Their first single produced with Dixon, "Tonight's the Night", was released in 1960 and peaked at #39. The success of "Tonight's the Night" led to the girls being booked to perform with several major artists, such as Etta James and Little Richard, and facilitated Scepter's move to a larger office. It was followed by "Will You Love Me Tomorrow", written by husband-wife songwriting team Gerry Goffin and Carole King; the song went on to become the first Billboard number-one hit by an African-American girl group, possibly the first by any girl group. 

 

 

After the success of their singles, the Shirelles became frequent guests of Murray the K, who hosted them on his "All Star Rock Shows" on the New York radio station WINS. During this same period they reissued "Dedicated to the One I Love", which peaked at #3, followed by "Mama Said", then "Baby It's You", written by Burt Bacharach, Luther Dixon, and Mack David, "Soldier Boy", and "Boys", with saxophonist King Curtis.

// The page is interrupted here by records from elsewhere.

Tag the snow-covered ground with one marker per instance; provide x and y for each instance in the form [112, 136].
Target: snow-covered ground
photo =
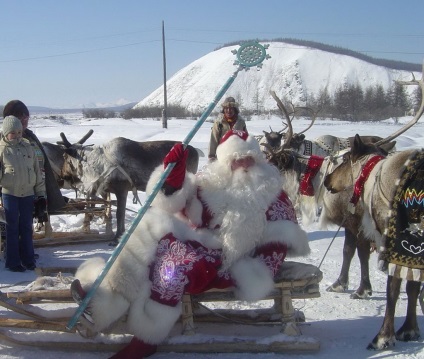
[343, 326]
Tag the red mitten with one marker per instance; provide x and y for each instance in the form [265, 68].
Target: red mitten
[272, 254]
[178, 155]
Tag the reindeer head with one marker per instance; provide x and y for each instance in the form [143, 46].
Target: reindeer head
[70, 169]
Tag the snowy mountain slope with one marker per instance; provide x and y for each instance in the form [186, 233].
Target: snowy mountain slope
[293, 71]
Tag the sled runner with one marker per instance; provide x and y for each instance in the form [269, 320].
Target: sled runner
[90, 208]
[196, 332]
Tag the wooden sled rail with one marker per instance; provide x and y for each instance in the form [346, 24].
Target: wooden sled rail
[294, 281]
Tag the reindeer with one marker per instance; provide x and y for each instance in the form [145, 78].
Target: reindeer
[390, 189]
[271, 138]
[304, 177]
[379, 197]
[322, 146]
[117, 166]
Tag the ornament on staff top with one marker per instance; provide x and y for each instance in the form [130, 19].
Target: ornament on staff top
[251, 54]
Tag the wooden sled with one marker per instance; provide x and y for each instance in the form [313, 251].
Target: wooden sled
[196, 332]
[45, 236]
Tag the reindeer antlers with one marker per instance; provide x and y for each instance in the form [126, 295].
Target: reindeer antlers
[417, 115]
[67, 144]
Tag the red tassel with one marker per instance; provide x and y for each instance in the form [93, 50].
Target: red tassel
[314, 164]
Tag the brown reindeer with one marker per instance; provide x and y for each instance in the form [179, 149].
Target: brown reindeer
[305, 186]
[322, 146]
[390, 190]
[118, 166]
[388, 219]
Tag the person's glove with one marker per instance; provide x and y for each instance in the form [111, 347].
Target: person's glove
[178, 155]
[40, 207]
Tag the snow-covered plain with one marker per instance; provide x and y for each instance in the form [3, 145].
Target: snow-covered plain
[343, 326]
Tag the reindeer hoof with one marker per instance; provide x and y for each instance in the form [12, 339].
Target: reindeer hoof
[380, 343]
[358, 295]
[407, 335]
[114, 243]
[337, 287]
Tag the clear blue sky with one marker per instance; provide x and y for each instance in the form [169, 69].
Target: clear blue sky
[65, 54]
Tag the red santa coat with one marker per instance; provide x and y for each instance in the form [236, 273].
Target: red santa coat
[202, 236]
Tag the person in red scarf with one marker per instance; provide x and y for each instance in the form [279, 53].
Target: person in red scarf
[228, 119]
[230, 225]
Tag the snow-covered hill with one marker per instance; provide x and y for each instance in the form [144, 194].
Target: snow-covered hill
[293, 72]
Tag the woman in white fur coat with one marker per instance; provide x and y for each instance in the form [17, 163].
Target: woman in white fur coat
[230, 225]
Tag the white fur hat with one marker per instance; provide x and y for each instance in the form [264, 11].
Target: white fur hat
[236, 144]
[10, 124]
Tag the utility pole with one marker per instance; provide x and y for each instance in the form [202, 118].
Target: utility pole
[165, 104]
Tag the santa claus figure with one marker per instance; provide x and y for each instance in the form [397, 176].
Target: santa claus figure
[230, 225]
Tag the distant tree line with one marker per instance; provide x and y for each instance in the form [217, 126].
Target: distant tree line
[349, 102]
[391, 64]
[156, 112]
[98, 113]
[353, 103]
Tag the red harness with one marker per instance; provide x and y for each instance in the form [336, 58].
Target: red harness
[360, 182]
[314, 164]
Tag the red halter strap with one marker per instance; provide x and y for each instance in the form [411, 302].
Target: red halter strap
[360, 182]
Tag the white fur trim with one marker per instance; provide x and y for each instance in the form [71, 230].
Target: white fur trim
[253, 279]
[106, 306]
[235, 147]
[175, 202]
[289, 233]
[151, 321]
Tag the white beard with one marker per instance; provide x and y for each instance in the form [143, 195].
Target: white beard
[239, 201]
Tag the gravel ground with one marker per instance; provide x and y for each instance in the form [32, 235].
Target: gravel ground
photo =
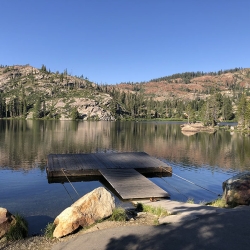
[43, 243]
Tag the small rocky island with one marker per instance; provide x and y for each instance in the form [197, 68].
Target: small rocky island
[193, 128]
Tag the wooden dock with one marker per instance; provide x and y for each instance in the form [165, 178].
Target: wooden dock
[122, 170]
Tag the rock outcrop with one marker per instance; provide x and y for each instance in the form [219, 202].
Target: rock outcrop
[6, 221]
[196, 127]
[237, 190]
[92, 207]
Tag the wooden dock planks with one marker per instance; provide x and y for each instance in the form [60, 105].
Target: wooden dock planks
[122, 170]
[130, 184]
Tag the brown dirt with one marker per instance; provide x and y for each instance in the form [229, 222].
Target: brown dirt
[43, 243]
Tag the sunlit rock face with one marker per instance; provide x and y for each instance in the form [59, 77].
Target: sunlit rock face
[92, 207]
[237, 190]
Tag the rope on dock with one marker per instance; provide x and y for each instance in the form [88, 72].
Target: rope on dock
[191, 182]
[69, 181]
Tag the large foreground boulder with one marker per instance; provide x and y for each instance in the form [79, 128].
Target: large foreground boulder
[6, 221]
[92, 207]
[236, 190]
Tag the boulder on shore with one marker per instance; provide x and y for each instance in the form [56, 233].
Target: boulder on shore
[90, 208]
[236, 190]
[6, 221]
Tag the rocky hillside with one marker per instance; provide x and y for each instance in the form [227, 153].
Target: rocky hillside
[28, 92]
[192, 85]
[38, 93]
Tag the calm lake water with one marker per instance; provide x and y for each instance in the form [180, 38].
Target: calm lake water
[204, 159]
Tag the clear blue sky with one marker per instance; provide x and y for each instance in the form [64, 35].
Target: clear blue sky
[111, 41]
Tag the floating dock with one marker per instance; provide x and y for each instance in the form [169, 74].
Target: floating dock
[124, 171]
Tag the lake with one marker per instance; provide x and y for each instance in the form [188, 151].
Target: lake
[200, 162]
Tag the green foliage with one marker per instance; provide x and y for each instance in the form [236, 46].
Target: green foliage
[187, 76]
[74, 114]
[119, 214]
[49, 230]
[19, 230]
[220, 202]
[243, 112]
[159, 211]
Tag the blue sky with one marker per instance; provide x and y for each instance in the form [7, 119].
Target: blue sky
[113, 41]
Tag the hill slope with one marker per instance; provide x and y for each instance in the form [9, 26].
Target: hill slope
[41, 93]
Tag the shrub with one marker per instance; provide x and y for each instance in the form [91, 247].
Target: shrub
[19, 230]
[190, 200]
[159, 211]
[220, 202]
[49, 230]
[119, 214]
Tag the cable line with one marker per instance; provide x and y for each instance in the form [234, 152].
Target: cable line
[191, 182]
[69, 181]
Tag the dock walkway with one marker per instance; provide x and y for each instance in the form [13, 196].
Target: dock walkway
[122, 170]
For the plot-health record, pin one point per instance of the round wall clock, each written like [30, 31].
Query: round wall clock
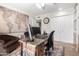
[46, 20]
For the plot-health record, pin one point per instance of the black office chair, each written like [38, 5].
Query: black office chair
[50, 44]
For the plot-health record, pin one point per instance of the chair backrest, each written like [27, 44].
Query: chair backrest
[50, 36]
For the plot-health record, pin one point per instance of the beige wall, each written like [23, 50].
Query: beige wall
[12, 21]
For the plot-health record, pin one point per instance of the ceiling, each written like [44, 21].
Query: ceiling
[32, 10]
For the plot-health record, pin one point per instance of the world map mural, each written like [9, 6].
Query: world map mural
[12, 21]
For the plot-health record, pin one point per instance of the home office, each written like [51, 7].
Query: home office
[39, 29]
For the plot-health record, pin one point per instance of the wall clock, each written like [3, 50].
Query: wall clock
[46, 20]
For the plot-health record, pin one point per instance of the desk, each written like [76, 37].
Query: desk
[37, 47]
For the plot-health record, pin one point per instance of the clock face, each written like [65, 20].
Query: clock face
[46, 20]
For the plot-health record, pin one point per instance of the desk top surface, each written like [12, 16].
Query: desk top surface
[37, 41]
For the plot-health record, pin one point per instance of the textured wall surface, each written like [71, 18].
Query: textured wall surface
[12, 21]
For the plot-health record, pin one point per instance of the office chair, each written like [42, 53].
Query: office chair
[50, 44]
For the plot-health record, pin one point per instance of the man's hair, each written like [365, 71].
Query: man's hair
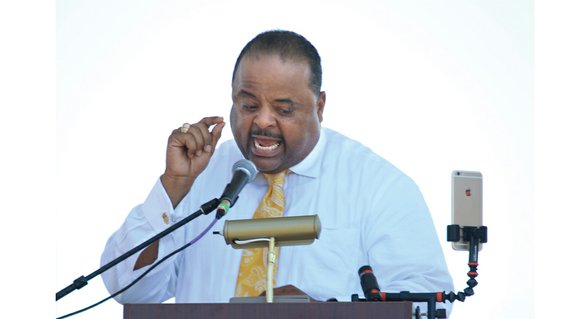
[287, 45]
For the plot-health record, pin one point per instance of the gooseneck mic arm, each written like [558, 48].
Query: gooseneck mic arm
[83, 280]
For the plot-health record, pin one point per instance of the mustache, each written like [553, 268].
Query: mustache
[266, 133]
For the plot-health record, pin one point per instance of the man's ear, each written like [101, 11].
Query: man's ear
[320, 105]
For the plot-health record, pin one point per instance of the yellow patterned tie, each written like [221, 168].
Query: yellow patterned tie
[252, 275]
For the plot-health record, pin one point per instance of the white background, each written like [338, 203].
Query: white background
[431, 86]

In 1963 Dixon left Scepter, which presaged a tailing-off of the number of the Shirelles' singles to chart. However, they carried on performing and recording. Dionne Warwick replaced Owens and Coley, who took leave to marry their fiancés, in concerts and the group continued to record material. That year, their song "Foolish Little Girl" reached the pop/R&B Top 10, and they had a cameo in the film It's a Mad, Mad, Mad, Mad World.

 

 

The Shirelles left Scepter in 1966 with money disputes and afterwards, they were unable to maintain their previous popularity, but they have received numerous honors, including the Pioneer Award from the Rhythm and Blues Foundation, as well as being inducted into the Rock and Roll Hall of Fame in 1996, and named one of the 100 Greatest Artists of All Time by Rolling Stone in 2004.